VASNHS and VISN 21 leadership concurred with the OIG findings, and submitted action plans based on the OIG’s recommendations. The OIG found the action plans acceptable and has closed this matter.

The OIG recommended that VASNHS continue to improve its oversight and use of resources in the laboratory and highlighted in its report release that in the two years since the audit period a new chief of prosthetics at the VA Southern Nevada Healthcare System has implemented sweeping changes to the laboratory. As a result of these actions, reliance on outside vendors dropped to 14 percent after June 2016. 

Since June 2016, VASNHS has implemented the following actions to address the findings in the OIG report and ensure Veterans have better access to services:

1. VASNHS has taken major steps to monitor the compression stockings and orthotic shoes. During fiscal year 2017 only 45 orders for compression stockings and 76 orders for orthotic shoes were sent to outside vendors with the rest being completed in-house. Additionally, during fiscal year 2018 through March, only 11 compression stockings and 25 orthotic shoe orders have been sent to outside vendors. These rare instances were either due to travel issues, complexity of stockings or, in the case of shoes, other devices being attached.

2. VASNHS examined 4,530 consults closed by purchasing employees using the NR018 code from October 2014 through May 2016 and has taken necessary action to ensure veterans received their prescribed prosthetic or orthotic item(s). Where appropriate, this included notifying the provider to reexamine the veteran for medical need and, in the cases where there was still a medical need, new consults were entered.

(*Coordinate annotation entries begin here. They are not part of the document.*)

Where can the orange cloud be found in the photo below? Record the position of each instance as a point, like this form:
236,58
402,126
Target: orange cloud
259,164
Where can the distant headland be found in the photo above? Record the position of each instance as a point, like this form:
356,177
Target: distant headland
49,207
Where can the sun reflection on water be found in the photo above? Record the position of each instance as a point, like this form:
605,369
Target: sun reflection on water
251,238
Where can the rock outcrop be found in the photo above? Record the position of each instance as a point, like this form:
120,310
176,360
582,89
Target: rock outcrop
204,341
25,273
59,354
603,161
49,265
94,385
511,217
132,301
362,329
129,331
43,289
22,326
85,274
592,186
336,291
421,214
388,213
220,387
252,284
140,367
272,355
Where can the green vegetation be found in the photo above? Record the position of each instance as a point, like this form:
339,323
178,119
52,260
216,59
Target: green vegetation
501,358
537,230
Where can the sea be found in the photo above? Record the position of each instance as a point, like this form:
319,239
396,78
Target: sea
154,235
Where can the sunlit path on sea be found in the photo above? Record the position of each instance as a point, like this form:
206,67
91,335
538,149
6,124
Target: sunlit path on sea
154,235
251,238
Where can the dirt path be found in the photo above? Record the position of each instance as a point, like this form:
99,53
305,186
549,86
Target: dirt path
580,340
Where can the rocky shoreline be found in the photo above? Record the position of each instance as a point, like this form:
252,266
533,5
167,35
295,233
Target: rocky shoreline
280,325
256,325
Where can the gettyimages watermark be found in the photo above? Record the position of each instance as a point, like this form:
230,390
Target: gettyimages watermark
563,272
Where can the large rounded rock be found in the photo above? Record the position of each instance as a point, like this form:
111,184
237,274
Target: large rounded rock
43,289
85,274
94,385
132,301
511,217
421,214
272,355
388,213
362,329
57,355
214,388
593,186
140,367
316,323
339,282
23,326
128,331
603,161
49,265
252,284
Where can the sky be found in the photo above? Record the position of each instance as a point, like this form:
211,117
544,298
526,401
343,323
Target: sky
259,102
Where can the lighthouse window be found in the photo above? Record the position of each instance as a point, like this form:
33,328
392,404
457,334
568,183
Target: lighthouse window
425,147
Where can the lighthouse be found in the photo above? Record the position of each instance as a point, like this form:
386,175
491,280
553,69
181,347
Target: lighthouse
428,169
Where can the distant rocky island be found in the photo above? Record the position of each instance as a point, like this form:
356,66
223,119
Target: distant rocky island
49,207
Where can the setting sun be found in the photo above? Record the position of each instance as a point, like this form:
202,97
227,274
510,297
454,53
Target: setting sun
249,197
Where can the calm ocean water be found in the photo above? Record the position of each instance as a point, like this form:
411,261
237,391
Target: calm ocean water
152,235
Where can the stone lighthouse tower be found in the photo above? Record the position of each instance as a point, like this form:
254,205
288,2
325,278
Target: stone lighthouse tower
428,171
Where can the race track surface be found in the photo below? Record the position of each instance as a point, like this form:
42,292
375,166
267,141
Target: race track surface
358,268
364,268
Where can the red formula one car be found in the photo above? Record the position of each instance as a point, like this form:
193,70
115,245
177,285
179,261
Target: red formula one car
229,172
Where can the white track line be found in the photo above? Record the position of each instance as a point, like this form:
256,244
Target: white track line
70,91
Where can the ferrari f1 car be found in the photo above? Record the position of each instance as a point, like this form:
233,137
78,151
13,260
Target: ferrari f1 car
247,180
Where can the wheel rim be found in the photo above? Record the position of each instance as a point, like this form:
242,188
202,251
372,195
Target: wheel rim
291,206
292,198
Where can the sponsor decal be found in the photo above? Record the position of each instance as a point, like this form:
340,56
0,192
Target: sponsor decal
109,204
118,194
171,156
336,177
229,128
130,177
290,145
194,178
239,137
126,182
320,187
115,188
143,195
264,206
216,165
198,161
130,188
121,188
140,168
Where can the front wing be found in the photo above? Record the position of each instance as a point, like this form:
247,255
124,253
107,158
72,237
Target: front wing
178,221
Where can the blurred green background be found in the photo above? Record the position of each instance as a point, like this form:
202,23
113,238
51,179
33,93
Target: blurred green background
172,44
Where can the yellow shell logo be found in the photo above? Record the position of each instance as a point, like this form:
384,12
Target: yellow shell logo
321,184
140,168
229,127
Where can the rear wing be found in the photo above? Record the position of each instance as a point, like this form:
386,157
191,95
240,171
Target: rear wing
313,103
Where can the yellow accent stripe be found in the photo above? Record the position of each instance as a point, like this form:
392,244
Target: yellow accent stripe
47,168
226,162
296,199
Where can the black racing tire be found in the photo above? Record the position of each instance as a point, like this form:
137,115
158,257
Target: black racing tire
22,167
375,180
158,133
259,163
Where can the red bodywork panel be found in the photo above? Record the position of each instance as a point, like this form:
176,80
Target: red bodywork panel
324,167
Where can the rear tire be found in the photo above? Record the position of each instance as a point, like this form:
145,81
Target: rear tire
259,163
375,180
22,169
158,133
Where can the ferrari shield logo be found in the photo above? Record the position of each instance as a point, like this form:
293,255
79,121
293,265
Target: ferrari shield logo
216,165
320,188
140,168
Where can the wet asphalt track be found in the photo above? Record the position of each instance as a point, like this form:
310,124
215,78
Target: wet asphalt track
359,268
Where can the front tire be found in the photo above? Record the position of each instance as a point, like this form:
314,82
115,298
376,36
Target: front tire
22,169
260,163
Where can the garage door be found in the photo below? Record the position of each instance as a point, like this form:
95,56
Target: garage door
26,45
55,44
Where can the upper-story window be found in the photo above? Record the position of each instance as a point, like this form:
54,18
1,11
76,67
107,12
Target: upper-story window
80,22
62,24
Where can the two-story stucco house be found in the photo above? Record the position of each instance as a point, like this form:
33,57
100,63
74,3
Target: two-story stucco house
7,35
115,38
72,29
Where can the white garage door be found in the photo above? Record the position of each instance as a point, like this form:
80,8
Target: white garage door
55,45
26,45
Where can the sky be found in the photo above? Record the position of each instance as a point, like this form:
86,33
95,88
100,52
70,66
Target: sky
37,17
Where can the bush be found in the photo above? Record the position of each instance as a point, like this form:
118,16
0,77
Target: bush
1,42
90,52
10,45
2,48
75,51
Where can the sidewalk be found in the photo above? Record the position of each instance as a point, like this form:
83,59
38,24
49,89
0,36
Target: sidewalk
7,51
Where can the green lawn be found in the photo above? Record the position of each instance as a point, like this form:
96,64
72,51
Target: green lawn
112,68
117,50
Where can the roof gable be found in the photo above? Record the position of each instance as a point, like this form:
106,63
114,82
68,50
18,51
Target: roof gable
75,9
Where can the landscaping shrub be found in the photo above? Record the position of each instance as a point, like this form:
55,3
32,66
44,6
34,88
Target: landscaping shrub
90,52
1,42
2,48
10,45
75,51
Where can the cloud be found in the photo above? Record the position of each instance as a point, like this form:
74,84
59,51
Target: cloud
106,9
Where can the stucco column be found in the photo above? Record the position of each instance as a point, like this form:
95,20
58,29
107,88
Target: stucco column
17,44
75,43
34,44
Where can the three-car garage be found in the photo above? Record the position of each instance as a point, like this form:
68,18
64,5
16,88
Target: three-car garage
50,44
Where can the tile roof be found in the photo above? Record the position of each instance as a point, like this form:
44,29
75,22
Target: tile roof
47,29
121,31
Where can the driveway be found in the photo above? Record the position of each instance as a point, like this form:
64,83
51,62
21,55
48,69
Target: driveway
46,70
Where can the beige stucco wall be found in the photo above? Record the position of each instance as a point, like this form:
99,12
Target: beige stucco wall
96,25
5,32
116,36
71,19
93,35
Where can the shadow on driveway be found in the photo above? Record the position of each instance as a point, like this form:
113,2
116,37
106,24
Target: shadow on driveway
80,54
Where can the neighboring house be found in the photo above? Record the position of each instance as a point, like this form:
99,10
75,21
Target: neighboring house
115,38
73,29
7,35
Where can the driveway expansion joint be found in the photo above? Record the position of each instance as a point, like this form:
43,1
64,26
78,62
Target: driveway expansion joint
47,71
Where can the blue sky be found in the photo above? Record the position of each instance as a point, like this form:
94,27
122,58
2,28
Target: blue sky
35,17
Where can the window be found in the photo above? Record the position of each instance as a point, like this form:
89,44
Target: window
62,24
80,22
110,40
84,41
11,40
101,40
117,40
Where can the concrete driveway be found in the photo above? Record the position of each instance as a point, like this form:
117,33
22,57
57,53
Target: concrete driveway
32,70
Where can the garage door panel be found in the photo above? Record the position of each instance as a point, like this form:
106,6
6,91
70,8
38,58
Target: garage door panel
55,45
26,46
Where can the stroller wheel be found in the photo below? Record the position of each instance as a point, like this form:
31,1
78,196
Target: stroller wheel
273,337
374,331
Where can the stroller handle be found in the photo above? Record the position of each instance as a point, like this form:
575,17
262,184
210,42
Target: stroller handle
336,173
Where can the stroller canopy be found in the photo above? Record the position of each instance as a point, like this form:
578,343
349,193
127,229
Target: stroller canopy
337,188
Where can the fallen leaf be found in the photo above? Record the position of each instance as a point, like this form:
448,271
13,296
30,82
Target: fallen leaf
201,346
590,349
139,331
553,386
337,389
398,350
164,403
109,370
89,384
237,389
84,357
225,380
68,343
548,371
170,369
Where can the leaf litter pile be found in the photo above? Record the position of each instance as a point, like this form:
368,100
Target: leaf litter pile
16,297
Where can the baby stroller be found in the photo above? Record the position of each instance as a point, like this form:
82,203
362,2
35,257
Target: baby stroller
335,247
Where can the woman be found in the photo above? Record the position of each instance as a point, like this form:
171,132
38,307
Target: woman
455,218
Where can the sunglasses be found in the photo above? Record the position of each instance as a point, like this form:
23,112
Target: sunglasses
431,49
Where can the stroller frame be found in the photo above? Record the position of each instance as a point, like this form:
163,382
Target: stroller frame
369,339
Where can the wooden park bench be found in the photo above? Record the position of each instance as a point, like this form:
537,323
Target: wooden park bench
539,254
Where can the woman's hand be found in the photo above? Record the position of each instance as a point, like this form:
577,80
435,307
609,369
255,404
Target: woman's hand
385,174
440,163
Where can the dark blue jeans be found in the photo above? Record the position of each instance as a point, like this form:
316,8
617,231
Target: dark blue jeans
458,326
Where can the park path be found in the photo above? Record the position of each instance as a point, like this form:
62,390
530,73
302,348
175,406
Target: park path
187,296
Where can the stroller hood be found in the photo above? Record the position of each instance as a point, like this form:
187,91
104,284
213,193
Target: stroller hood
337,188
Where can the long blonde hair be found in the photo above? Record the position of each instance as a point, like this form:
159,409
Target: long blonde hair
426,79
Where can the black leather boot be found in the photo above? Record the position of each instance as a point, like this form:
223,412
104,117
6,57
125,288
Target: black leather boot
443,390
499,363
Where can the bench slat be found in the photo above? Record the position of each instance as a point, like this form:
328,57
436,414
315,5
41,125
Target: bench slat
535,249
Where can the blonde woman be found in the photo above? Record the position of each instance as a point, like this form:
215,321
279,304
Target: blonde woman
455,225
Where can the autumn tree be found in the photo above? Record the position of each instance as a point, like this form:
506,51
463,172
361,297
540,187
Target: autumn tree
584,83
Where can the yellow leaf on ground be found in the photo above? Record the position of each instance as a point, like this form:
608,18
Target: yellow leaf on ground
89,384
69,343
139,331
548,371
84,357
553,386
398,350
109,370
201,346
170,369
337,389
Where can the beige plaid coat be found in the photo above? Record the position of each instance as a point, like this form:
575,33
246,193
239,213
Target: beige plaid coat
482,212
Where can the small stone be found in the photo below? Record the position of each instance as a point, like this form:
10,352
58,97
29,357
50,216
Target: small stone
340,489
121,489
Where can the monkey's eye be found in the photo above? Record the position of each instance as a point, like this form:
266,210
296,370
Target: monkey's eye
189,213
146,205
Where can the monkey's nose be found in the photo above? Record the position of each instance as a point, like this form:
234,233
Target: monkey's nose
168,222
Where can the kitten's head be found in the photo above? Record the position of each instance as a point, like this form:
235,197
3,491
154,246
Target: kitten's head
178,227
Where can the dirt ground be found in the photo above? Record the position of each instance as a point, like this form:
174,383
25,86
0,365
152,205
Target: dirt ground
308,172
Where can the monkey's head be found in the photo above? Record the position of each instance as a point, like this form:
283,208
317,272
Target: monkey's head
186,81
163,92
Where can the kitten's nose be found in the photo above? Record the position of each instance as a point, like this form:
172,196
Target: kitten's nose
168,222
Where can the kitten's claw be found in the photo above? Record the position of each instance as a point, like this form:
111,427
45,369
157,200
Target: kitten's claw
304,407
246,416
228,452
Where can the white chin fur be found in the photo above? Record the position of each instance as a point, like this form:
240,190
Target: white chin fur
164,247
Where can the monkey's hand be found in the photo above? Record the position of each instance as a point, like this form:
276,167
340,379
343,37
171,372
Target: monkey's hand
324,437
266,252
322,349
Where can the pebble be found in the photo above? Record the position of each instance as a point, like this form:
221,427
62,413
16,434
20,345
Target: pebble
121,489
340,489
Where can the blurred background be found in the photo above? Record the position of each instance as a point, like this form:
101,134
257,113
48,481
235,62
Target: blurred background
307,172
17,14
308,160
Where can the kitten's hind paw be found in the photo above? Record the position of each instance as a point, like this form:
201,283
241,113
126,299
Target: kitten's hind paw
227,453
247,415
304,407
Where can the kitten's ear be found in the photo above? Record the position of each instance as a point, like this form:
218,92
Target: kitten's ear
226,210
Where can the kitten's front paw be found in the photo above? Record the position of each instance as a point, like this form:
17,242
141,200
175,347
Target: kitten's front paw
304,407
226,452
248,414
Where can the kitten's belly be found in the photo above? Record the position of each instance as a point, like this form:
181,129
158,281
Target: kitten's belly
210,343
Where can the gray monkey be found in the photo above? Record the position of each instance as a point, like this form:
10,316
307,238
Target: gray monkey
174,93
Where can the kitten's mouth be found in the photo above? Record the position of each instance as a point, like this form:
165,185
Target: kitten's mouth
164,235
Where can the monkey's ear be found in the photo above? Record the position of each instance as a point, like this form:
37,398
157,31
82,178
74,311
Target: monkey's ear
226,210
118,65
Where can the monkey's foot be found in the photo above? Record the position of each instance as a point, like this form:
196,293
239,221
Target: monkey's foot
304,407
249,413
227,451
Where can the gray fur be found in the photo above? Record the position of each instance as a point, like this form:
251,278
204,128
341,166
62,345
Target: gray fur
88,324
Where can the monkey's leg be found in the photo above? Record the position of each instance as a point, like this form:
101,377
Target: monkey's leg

3. The Chief of Prosthetics and Administrative Officer for Prosthetics now conduct daily monitoring of prosthetics activity and coding to ensure compliance with guidelines and stay on top of all issues. During fiscal year 2017, the NR018 code that was previously used incorrectly was only used 14 times, and during fiscal year 2018 through March, had not been used at all. In the instances the NR018 code has been used since 2016, it has been determined the code was used properly in accordance with business practice guidelines.

4. VASNHS manages more than 70,000 prosthetics consults annually, and since the timeframe involved the OIG report, prosthetics has made the following changes locally to ensure Veterans receive quicker access to specialty rehabilitation services and prosthetics equipment:

Recently, VASNHS became one of the first VA facilities in the nation to enact direct scheduling for amputation care and wheelchair services, allowing Veterans to access care without a consult. As such, Veterans no longer need a primary care referral or to make extra trips the VA to get a consult to access these services.

The North Las Vegas VA Medical Center now offers same-day access for orthotist/prosthetist clinical services. For those seeking same-day access, a new kiosk is available for Veteran check-in and the facility currently has 120-150 Veterans per day accessing these services.

In closing, VASNHS takes our mission of providing high quality, safe and compassionate care in a timely manner to the Veterans we serve seriously. We appreciate all the work and progress our new prosthetics chief and staff have made in the two years since the timeframe referenced in this report to ensure that our Veterans are receiving the highest quality care they have earned and deserve.